Impact of defects and asymmetry on the acoustic transmission of serial resonators

Shaping Sound with Tiny Side Chambers

From noise-cancelling walls in buildings to ultra-sensitive medical and gas sensors, controlling how sound travels through narrow tubes is a powerful engineering tool. This paper explores how deliberately adding small “imperfections” to a chain of tiny side chambers attached to a main tube can be used to trap or let through very specific sound tones, much like choosing which notes of a song can pass through a filter.

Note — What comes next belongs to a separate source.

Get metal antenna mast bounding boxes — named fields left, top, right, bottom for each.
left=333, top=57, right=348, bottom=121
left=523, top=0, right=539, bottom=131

Sound Highways and Quiet Zones

The authors study a one-dimensional “sound highway”: a straight tube along which sound travels, with many small side branches, or resonators, attached along its length. When these branches are repeated in a regular pattern, they create acoustic band gaps—ranges of pitches that are strongly blocked, while others are allowed to pass. Such structures are already known for applications like ventilation noise reduction and compact acoustic filters. Here, the focus is on what happens when this perfect order is disturbed by introducing a single modified branch—a defect—and on how the symmetry of the overall layout changes the way sound is allowed or forbidden to pass.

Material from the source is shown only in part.